The head of California's state fire department says he's reformed how the agency hires and promotes officers.
An investigation by the State Personnel Board found CAL FIRE promoted employees to captain without considering other candidates, demoted them when that was revealed, only to promote them again a month later.
CAL FIRE Chief Ken Pimlott told the board that won’t happen again, because now a new division checks all hiring decisions.
"Before any offer can be made, the documentation goes to the hiring review unit in Sacramento," Pimlott says. "It is really the checks and balance point."
Pimlott said the review board had stopped 14 hires from going through, more than 10 percent of all those proposed.
It was a largely-amicable meeting, but Personnel Board Vice President Lauri Shanahan suggested CAL FIRE needs broader changes beyond new processes.
"This is no small problem. I know you know that and you’ve acknowledged that and you’re here in good faith trying to fix that. But it is more than checking boxes.

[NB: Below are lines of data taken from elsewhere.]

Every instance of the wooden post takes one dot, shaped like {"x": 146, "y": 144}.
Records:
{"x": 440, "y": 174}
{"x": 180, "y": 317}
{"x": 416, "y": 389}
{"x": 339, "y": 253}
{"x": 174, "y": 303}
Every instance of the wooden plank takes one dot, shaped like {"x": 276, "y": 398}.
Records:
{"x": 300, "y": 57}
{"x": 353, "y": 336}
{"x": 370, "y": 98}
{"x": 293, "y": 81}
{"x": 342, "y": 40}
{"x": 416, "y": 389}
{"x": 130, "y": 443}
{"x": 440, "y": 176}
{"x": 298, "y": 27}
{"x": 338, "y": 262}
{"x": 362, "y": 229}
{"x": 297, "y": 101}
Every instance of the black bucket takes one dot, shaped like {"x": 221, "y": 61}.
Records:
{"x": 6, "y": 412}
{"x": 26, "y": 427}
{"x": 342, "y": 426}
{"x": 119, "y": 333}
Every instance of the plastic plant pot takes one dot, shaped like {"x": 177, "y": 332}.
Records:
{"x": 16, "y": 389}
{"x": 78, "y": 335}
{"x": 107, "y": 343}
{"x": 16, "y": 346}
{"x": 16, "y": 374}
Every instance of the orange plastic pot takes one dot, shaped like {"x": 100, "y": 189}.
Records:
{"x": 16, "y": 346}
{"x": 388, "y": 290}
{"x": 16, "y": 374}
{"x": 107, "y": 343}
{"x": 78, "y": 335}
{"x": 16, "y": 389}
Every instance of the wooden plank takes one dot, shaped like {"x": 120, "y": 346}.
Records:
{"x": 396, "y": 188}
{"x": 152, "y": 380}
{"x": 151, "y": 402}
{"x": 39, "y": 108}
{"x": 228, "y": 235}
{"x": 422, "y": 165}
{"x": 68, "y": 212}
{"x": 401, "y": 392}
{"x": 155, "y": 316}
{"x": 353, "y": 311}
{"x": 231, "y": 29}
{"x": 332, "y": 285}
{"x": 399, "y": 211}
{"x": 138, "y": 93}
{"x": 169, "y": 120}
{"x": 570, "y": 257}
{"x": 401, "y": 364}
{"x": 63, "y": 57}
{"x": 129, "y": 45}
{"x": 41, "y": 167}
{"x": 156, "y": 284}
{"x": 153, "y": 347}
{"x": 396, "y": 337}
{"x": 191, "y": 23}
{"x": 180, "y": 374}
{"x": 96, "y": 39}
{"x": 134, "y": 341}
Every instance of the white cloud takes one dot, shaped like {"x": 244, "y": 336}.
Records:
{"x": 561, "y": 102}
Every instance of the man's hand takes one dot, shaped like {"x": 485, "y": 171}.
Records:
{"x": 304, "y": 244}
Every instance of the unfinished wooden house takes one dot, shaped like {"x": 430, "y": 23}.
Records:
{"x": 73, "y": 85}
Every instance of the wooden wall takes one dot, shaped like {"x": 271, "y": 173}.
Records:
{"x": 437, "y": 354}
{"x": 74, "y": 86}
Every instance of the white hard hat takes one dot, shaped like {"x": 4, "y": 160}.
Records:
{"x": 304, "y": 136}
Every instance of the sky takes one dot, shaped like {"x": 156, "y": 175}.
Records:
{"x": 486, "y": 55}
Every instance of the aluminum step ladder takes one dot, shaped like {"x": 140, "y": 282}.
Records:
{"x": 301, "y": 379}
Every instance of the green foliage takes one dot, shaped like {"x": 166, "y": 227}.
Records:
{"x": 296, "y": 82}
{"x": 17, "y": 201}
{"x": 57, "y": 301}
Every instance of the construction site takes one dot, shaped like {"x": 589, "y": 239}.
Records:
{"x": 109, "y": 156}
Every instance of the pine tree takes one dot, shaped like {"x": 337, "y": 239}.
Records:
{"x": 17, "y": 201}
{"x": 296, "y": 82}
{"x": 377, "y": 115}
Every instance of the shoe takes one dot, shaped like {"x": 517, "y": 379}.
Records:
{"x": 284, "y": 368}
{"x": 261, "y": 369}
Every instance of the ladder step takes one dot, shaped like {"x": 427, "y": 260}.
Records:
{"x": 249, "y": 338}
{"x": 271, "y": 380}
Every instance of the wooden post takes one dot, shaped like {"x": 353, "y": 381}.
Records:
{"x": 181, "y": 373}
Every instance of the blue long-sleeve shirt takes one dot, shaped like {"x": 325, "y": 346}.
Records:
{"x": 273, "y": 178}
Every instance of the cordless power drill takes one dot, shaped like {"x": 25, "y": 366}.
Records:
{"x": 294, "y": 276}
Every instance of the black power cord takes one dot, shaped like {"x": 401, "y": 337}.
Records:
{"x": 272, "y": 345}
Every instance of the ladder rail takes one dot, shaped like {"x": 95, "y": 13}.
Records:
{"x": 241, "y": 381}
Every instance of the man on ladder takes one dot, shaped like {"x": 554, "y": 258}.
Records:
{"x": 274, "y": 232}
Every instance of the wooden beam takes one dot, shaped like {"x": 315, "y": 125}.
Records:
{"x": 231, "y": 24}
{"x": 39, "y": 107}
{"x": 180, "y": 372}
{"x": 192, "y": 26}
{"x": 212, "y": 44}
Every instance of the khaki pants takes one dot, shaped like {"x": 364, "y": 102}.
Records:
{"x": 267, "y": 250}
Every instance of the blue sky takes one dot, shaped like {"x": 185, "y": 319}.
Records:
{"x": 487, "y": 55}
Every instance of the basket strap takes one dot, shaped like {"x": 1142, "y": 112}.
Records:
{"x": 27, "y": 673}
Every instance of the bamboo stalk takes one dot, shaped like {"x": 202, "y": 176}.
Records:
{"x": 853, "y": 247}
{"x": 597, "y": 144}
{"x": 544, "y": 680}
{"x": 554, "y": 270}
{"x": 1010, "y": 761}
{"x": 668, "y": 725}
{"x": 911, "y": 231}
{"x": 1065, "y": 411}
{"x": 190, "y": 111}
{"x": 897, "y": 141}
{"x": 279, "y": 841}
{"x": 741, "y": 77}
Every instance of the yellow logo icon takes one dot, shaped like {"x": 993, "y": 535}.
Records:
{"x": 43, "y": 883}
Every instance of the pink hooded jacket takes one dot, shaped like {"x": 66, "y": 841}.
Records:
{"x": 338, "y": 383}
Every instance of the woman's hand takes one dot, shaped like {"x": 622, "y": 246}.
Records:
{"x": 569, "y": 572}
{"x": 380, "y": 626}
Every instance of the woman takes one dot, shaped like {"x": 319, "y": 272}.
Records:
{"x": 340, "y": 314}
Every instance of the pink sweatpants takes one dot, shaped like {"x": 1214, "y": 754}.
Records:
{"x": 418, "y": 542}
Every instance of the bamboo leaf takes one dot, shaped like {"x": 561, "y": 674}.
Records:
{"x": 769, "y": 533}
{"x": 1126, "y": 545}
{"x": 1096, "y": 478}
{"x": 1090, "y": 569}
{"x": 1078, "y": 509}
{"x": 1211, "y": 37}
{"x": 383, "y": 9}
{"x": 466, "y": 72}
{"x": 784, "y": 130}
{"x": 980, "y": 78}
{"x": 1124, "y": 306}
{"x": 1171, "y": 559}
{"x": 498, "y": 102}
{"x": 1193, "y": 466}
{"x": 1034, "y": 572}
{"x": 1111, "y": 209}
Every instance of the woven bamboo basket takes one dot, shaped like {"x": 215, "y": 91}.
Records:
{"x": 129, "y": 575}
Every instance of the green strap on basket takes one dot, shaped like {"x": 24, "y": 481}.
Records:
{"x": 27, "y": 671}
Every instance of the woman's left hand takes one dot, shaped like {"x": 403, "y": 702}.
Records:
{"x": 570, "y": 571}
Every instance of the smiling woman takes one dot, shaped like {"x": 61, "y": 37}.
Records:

It is more than doing forms," Shanahan says. "I mean, your house blew down because the foundation wasn’t strong."
Investigations into CAL FIRE the past two years—sparked by a murder—found widespread academic cheating, drinking on the job, and sexual misconduct.
Governor Jerry Brown put $4 million in his latest budget proposal to add what’s essentially an internal affairs unit to the department.